Hey buddy cool project, i did some also...but i never seem to get the darn slots depth correct? What bit do you use and how deep do you inset?


----------



## Chad (May 10, 2009)

Very nice looking display project.


----------



## Kenbo (Sep 16, 2008)

Definately cool. I really like the shape of the jet. I mean the aircraft carrier ones that I have seen are cool to, but I *really* like this one. Great job.
Ken


----------



## Al B Cuttn Wud (Oct 14, 2007)

Thanks for the complements. I've been in the Navy 21 years and seems like they have become popular over the last 10 years or so. They seem to be popular with all the services. 

They get the name "challenge coin" because often in the base clubs, someone will show their coin and everyone has to pull their coins out to match. Those that don't have a coin have to buy a round. Afterwards, it's common to trade coins.


----------



## Al B Cuttn Wud (Oct 14, 2007)

USMCBAZ said:


> Hey buddy cool project, i did some also...but i never seem to get the darn slots depth correct? What bit do you use and how deep do you inset?


 
I used a 1/4" dado blade and just ripped them with the grain of the wood. In the past I have used a router bit but I wanted the jet to be sloped like it's in a bank so I just angled the blade. I just plugged the slots to make nice clean ends. 
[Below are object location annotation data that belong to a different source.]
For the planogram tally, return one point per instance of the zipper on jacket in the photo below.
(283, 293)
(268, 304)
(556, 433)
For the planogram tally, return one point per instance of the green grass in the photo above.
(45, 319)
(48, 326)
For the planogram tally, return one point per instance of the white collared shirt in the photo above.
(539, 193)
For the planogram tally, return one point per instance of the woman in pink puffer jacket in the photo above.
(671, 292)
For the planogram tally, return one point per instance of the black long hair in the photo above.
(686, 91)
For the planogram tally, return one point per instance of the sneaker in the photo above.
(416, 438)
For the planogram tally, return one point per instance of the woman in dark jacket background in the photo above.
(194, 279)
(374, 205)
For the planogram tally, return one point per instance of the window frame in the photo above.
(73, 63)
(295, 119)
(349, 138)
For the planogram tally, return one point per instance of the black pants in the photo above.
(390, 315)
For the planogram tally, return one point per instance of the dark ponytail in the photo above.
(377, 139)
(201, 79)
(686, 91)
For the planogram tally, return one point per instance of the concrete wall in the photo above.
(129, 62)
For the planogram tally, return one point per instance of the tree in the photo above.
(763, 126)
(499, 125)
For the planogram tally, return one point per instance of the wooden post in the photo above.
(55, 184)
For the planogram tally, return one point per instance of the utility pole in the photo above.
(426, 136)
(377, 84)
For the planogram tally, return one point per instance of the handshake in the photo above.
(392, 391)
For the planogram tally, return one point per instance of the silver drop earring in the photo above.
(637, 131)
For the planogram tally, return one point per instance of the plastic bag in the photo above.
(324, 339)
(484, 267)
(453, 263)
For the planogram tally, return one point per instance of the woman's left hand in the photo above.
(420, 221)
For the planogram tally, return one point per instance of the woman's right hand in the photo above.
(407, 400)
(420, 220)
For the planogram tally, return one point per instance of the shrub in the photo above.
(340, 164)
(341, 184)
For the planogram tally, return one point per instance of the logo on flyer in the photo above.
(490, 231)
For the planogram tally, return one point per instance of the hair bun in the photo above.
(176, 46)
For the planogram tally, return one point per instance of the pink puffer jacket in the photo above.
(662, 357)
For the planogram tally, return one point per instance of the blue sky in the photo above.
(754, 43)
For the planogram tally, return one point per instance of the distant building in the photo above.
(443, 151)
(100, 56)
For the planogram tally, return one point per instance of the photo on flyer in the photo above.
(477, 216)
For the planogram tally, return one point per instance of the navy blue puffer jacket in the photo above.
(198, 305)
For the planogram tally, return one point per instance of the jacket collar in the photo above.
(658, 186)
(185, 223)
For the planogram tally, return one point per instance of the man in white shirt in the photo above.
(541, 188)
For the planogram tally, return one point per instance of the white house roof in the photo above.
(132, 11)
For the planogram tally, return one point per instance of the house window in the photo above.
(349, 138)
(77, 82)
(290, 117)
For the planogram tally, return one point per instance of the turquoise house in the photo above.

For the depth, I wanted a 1/4" depth as the end product. I cut a little deeper so I could run through the planer and make the plugs smooth across the surface. I just ran through the planer to where I got the slots down to 1/4". This was much easier than trying to use a router. Hope this helps.


----------



## frankp (Oct 29, 2007)

GeorgeC, perhaps. I know we've had this discussion before, but it's definitely something that was around at least in several of my units since the early-mid '60s at the latest.


----------



## woodman42 (Aug 6, 2007)

Thats cool Al B. Very clean.


----------



## jacknewbury (Feb 21, 2010)

*Help*

Al B,
Great work, I am a CTMC just got off the GW and a novice woodworker. A few weeks ago I built a carrier coin display on a pedistal and in my opinion it looked great, till I grooved it for the coin slots. I did not want to go al the way to the ends of the board but starting at my end points made my entry wider than the rest of the cut from my table saw. What do you mean you "PLUGGED THE SLOTS". I have no problem building my templates, to scale even, I would love to have a cleaner finnished product though.
any help would be great.
Jax


----------



## Al B Cuttn Wud (Oct 14, 2007)

jacknewbury said:


> Al B,
> What do you mean you "PLUGGED THE SLOTS".
> 
> 
> ...


----------



## jacknewbury (Feb 21, 2010)

*Nice*

Al B,
thanks for the assist and you have no idea how hard i want to hit myself for not figuring that out on my own. attached is a scateboard that i did i know that the deck is backwards but i didn't reallize it until it was mounted. thank you again for all your help. pic is a bit blury i am working on that too..
jax


----------



## Al B Cuttn Wud (Oct 14, 2007)

jacknewbury said:


> Al B,
> thanks for the assist and you have no idea how hard i want to hit myself for not figuring that out on my own. attached is a scateboard that i did i know that the deck is backwards but i didn't reallize it until it was mounted. thank you again for all your help. pic is a bit blury i am working on that too..
> jax


 
I laugh because I do the same. My wife makes fun of me all the time as I stand in front of something and try to figure out in my head how it was done. 

Your skateboard looks good so keep it up. Also, you can use different species of wood for the plugs to give it a little personality. Keep up the good work.


----------